Is There An Allergy Epidemic?
Over the past 30 years, there's been a worldwide increase in all kinds of allergies, and everything from air pollution and climate change to the overuse of antibiotics has been implicated. Researchers don't fully understand why some substances trigger allergies and others don't, or why some people are highly allergic and others are symptom-free.

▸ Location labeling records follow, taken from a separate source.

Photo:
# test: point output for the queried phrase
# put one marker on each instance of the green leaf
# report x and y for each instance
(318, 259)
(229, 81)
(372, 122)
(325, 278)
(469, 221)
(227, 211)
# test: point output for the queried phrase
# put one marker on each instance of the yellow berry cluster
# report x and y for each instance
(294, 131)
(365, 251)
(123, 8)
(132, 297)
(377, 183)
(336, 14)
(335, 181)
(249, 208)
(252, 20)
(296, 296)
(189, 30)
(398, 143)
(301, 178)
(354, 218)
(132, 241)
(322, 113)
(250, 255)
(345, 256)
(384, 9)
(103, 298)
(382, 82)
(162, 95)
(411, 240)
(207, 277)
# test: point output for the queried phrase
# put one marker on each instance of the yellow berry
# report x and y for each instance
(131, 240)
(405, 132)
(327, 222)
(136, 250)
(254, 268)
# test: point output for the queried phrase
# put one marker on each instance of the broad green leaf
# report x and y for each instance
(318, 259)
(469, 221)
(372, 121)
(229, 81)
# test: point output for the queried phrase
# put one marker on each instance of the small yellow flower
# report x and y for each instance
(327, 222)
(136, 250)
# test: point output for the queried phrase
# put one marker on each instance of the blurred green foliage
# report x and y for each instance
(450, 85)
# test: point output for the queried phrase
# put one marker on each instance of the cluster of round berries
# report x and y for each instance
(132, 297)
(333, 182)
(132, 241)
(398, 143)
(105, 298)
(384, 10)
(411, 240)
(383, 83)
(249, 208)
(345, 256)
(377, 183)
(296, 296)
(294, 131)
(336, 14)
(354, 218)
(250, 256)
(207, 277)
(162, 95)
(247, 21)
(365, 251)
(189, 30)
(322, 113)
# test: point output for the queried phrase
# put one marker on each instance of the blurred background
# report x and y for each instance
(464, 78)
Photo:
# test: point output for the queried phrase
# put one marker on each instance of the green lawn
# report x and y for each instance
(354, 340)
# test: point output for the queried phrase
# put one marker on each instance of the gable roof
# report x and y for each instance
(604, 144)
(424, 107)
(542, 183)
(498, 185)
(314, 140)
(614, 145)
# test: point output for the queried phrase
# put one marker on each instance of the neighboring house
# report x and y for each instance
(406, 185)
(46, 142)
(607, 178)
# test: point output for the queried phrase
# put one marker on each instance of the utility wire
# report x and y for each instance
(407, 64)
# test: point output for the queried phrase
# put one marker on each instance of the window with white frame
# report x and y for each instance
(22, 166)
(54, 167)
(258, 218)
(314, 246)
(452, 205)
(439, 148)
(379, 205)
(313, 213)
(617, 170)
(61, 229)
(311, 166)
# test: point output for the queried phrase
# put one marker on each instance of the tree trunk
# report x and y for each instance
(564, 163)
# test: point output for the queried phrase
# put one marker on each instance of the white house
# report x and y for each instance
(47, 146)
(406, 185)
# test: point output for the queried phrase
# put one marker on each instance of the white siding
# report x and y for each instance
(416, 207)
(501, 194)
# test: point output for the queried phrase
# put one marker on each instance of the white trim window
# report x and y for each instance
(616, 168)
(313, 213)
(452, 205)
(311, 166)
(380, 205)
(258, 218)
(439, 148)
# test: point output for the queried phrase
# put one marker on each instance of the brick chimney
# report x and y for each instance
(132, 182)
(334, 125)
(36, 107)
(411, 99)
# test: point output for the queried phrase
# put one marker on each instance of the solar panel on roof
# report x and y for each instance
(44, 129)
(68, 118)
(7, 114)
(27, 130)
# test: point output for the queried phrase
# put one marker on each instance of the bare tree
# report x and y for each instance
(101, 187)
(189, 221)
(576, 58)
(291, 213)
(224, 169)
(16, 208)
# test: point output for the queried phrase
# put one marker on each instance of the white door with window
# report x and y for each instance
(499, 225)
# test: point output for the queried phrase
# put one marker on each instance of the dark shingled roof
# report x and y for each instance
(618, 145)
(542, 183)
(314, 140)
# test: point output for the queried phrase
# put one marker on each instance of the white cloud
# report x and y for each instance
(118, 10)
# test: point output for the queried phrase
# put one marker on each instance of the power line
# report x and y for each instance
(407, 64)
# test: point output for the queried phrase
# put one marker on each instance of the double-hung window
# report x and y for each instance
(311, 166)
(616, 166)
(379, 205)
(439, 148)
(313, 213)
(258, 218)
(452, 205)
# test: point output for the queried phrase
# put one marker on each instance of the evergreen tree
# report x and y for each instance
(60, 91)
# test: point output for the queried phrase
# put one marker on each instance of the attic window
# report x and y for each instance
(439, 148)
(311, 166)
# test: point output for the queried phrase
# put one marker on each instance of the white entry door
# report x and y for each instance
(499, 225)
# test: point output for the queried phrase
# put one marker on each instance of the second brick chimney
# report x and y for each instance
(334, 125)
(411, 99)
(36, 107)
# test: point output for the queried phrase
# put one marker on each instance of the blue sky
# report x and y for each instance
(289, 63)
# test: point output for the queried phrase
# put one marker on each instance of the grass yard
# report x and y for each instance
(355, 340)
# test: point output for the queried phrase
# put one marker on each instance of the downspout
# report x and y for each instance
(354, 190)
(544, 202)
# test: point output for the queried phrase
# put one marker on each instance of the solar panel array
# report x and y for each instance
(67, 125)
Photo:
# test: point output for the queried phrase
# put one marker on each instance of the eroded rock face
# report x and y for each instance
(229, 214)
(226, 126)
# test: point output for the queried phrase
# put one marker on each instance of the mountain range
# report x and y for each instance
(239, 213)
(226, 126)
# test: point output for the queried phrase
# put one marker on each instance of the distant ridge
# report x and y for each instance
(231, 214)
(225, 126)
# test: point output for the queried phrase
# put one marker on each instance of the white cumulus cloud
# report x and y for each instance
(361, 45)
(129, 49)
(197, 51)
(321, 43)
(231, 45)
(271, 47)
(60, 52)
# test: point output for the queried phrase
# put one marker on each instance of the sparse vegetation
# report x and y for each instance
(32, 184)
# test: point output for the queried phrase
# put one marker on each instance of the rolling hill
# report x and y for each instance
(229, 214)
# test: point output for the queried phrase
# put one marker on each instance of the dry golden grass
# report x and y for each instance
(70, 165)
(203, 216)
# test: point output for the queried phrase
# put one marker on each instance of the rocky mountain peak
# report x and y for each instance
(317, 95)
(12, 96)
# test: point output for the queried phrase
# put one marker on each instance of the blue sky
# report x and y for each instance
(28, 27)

"If one parent has any type of allergy, a child has an almost 50 percent chance of developing allergies," says Michael Blaiss, M.D., clinical professor of pediatrics and medicine at The University of Tennessee in Memphis. "If both parents have allergies, the odds jump to 70 percent." But a child can develop allergies even if neither parent is allergic. What's more, though symptoms may ebb as a child gets older, you never really "outgrow" allergies. In fact, you can develop them at any age, says Dr. Blaiss: "Adults who 'suddenly' become allergic have probably had that susceptibility all along, but it took years of repeated exposure to trigger their symptoms."
What If It's Asthma?
Asthma, a chronic inflammation of the tiny airways in the lungs that causes wheezing and coughing, affects nearly 5 million American kids. It can be controlled once you recognize what you're up against.
"Eighty-five percent of childhood asthma cases are related to allergies," says pediatric allergist Jacqueline Eghrari-Sabet, M.D. In fact, research has found that kids who have allergic rhinitis early in life have twice the risk of developing asthma by age 6.
The other 15 percent of children with asthma don't have allergies, but many of their symptoms are the same. Nonallergic asthma may be triggered by a virus, secondhand smoke, cold or dry air, or exercise.
If your child seems to be having asthma symptoms for the first time, call your doctor. Asthma attacks can be serious -- even if the symptoms are often mild -- and usually require treatment. Your doctor may prescribe anti-inflammatory and/or bronchodilator medications.